Song by Eleftheria Arvanitaki

from the album Meno Ektos
- Language: Greek
- Released: 1991
- Genre: Laika
- Label: PolyGram/Polydor
- Songwriters: Ara Dinkjian; Lina Nikolakopoulou;

= Dinata =

1991 song

"Dinata" or "Dynata" is a song from the album Meno Ektos; its music was composed by Ara Dinkjian, its lyrics written by Lina Nikolakopoulou and it was first sung by Eleftheria Arvanitaki while Arto Tuncboyaciyan features in non verbal singing and percussion in some versions and performances of it; it mixes the influence of Balkan, Greek and Armenian music with electronics. This song, among the others on Meno Ektos, improved Arvanitaki's name recognition in Greece; a notable performance of it by her was at the closing ceremony of the 2004 Athens Olympics, during the fireworks and after the flame had been extinguished.

==Alternative versions==

Various versions of "Dinata" exist. The song or rather the music was first published in 1986 as an instrumental piece by Night Ark (see below), whence its "official" English title, i.e. Homecoming.

===Night Ark===
Ara Dinkjian is a founding member of the band or instrumental jazz quartet Night Ark; their most famous piece is Homecoming which can be first found on their 1986 album Picture.

===French===
A French version of the song was recorded by Demis Roussos on the 1997 album Mon Ile with French lyrics by Koraz.

====Track listing====

- French single
1. "Dinata" (Radio Edit) - 3:37
2. "Dinata" - 4:12
3. "Mon Ile" - 4:16

===Antique===

"Dinata Dinata" was covered by Greek-Swedish duo Antique. It was released in November 1999 as the second single from their debut album, Mera Me Ti Mera. It reached the top 10 in Romania, Italy and Sweden.
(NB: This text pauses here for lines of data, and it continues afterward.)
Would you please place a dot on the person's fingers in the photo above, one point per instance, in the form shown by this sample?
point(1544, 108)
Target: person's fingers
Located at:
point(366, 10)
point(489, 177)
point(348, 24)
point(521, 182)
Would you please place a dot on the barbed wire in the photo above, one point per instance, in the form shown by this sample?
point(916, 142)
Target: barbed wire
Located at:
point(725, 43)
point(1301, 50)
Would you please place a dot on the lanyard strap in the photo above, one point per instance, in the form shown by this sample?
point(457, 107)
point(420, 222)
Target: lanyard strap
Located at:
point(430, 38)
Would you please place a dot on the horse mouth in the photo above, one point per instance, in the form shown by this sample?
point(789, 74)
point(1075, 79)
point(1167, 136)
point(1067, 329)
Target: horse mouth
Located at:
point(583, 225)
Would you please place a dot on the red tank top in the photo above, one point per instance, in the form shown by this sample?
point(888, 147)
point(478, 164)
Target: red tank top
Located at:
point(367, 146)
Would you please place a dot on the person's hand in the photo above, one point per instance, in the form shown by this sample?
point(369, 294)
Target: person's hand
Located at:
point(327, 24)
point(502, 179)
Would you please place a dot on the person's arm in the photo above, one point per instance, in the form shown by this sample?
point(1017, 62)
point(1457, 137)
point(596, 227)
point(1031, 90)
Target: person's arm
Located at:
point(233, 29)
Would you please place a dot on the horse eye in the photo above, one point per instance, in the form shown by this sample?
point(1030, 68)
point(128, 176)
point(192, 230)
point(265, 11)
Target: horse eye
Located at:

In Italy, this song was released on 5 December 1999.

====Track listing====
- German and Swedish single
1. "Dinata Dinata" (Radio Edit) - 3:17
2. "Dinata Dinata" (Extended Version) - 4:25
3. "Westoriental Trip" - 4:07

- Swedish single
4. "Dinata Dinata" (Radio Edit) - 3:17
5. "Set Your Body Free" - 5:28

- Swedish promo single
6. "Dinata Dinata" (C&N Project Mix) - 7:45
7. "Dinata Dinata" (Jonas S. Club Mix) - 5:06
8. "Dinata Dinata" (L.O.L. Brothers on a Mission Mix) - 5:14
9. "Dinata Dinata" (Radio Edit) - 3:18

====Charts====

| Chart (1999) | Peak position |
|---|---|
| Norway (VG-lista) | 19 |
| Romania (Romanian Top 100) | 8 |
| Sweden (Sverigetopplistan) | 8 |
| Italy (FIMI) | 6 |

===Turkish===
A Turkish version of the song was released by Sezen Aksu with the title Sarışın on the 1988 album Sezen Aksu'88.

===Russian===
A Russian version of the song, "Ogon' i voda" ("Fire and Water"), was recorded by Philipp Kirkorov for his album CheloFiliya, released in 2000.